No More Heroes
I have not yet read Elizabeth Gilbert’s new book but it seems to be surrounded by a murky cloud of disdain and disappointment. People are UP IN ARMS with a lot of loud opinions. Watching the controversy unfold made me wonder, why do we hold these figures to impossible standards?
As a longtime reader of self-help and personal development (and someone currently working on my own book in this space), I deeply respect the genre. But I’ve met enough celebrities and public personalities to know the old adage, never meet your idols rings true. They so rarely live up to the hype. I don’t think this is a bad thing, just a real thing. When we put people on pedestals, we leave room for inevitable disappointment because we love the idea of them, not who they actually are—we don’t know them! Often, our work is a facet of who we are, not the totality of our dimensions. I stopped having idols years ago. Instead, I started focusing on who was embodying a life path that seemed valiant to me, that resonated with my spirit. I began to notice that it wasn’t necessarily them I admired, but their path and the choices that got them there. This relinquishing of expectation freed me to see people as they are, to notice them in their full humanity.
What if we treated our self-help gurus as human beings instead of prophets? If we take their wisdom with a grain of salt, we allow ourselves to absorb what resonates and leave the rest. I believe every person has valuable lessons to offer, but we often get so fixated on following established methodologies exactly as prescribed that we fail to critically examine and adapt these ideas to fit our individual needs.
I don’t know Elizabeth Gilbert personally but from what I’ve gleaned, I believe she is a good person trying to make meaning and do beautiful things in the world. I have tremendous admiration and respect for people like her, who investigate their internal worlds, people like Glennon Doyle, David Whyte, Ruth Allen, Martha Beck, Yrsa Daley Ward, you get the idea…but it’s liberating to know they’re just as messy as you and I. When Martha Beck came out with her throuple (a plot twist I never could have predicted), I found it oddly refreshing. Not because of the specifics, but because it reminded me that even the people who seem to have it figured out are still evolving, still surprising themselves. Beck chose to honor her new truth instead of upholding the societal image we have of her. If Elizabeth Gilbert had Eat, Pray, Loved her way to Buddha-level consciousness at 34, then what was she going to do with the rest of her precious days? These shifts in their identities prove what we know to be true…change is our only constant. Being a human being means continually learning and unlearning, continually shedding identities to hopefully arrive at something more true for us in that moment.
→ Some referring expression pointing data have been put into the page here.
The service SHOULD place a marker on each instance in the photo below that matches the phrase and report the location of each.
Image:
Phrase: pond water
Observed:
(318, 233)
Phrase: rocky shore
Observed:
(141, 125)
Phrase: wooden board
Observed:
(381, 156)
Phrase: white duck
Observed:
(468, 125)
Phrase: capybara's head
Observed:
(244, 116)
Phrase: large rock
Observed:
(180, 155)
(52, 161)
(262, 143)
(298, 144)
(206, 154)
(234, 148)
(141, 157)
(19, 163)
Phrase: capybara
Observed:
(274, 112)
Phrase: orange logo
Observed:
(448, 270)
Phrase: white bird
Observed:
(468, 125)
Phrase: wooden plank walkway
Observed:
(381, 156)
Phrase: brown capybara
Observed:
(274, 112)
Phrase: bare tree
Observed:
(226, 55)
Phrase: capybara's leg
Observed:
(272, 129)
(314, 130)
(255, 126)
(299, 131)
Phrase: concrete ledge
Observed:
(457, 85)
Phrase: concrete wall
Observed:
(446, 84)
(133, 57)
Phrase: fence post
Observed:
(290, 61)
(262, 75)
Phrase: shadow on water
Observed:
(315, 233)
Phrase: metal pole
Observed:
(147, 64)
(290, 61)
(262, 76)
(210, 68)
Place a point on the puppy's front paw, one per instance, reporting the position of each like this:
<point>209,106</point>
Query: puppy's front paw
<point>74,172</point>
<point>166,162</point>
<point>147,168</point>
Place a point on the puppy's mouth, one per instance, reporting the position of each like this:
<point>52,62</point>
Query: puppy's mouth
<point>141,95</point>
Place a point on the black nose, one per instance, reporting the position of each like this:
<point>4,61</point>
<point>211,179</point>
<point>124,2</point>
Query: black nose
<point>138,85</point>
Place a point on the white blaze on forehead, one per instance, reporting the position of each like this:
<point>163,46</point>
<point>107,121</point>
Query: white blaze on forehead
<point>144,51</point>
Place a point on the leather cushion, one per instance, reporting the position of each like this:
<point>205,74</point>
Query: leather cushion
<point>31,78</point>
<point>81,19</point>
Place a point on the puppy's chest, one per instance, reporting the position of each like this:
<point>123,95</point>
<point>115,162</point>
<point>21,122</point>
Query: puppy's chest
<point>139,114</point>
Their mess gives us permission to live our lives, to make mistakes, to grow, change, and learn. As humans, the mess is usually our best way into deeper internal inquiry.
I had a romantic tryst with a guy who had never had his heart broken. He was in his 30’s, had succeeded professionally, with one serious relationship behind him that had ended amicably, no drama, no devastation. He’d been cruising. At one point, he turned to me and said,
“It feels like you want my heart to be broken.”
I paused.
“Heartbreak,” I told him, “is an inevitable part of the human experience. It’s not that I want your heart to be broken but it’s going to happen at some point and I’m just surprised it hasn’t yet.”
We do not get out of this journey without brushing up against pain. He’d been lucky thus far, skating by unscathed, but I also believe we don’t truly know who we are until our resilience has been tested. Until we’ve been brought to our knees and had to figure out how to stand back up. It was one of the reasons I wasn’t interested in pursuing the dynamic further. I want to know that when life tests you, you know how you respond. You are equipped to weather this cuckoo experience, particularly, if we are going to do it together. As much as I hate how much heartbreak I’ve endured, it was the gateway to my growth, to taking a deeper look at myself. Now, I know with certainty that I am a resilient person, that I can handle what is thrown my way. I digress, but this is exactly why I’m so captivated by authors who mine this territory. I don’t want perfection, I want honesty. Then I have full agency to deduce what I want to take away, to decide how I want it to inform my next big life hurdle.
As American Theater Director Anne Bogart wrote, “If your work doesn’t sufficiently embarrass you, then very likely no one will be touched by it.” We limit our own creativity and truth by trying not to be cringe, by striving for perfection. So despite the heat coming Elizabeth’s direction, I just want to say to anyone taking creative risks, thank you for baring your soul even when it means the public tears you down. Thank you for being willing to be cringe in a world that doesn’t want to get publicly drunk for fear of being recorded. Thank you for choosing to be transparent about your mess in a curated world.
I, too, have made too many career mistakes to count, more on my spectacular failure here. I’ve realized we’re all doing our absolute best with the knowledge and tools we have in the moment. That doesn’t devalue the message, it just is. And we can decide what we do with it, to engage or to opt out. None of us are heroes. We’re just here together, working to figure this life thing out and sharing what we learn along the way.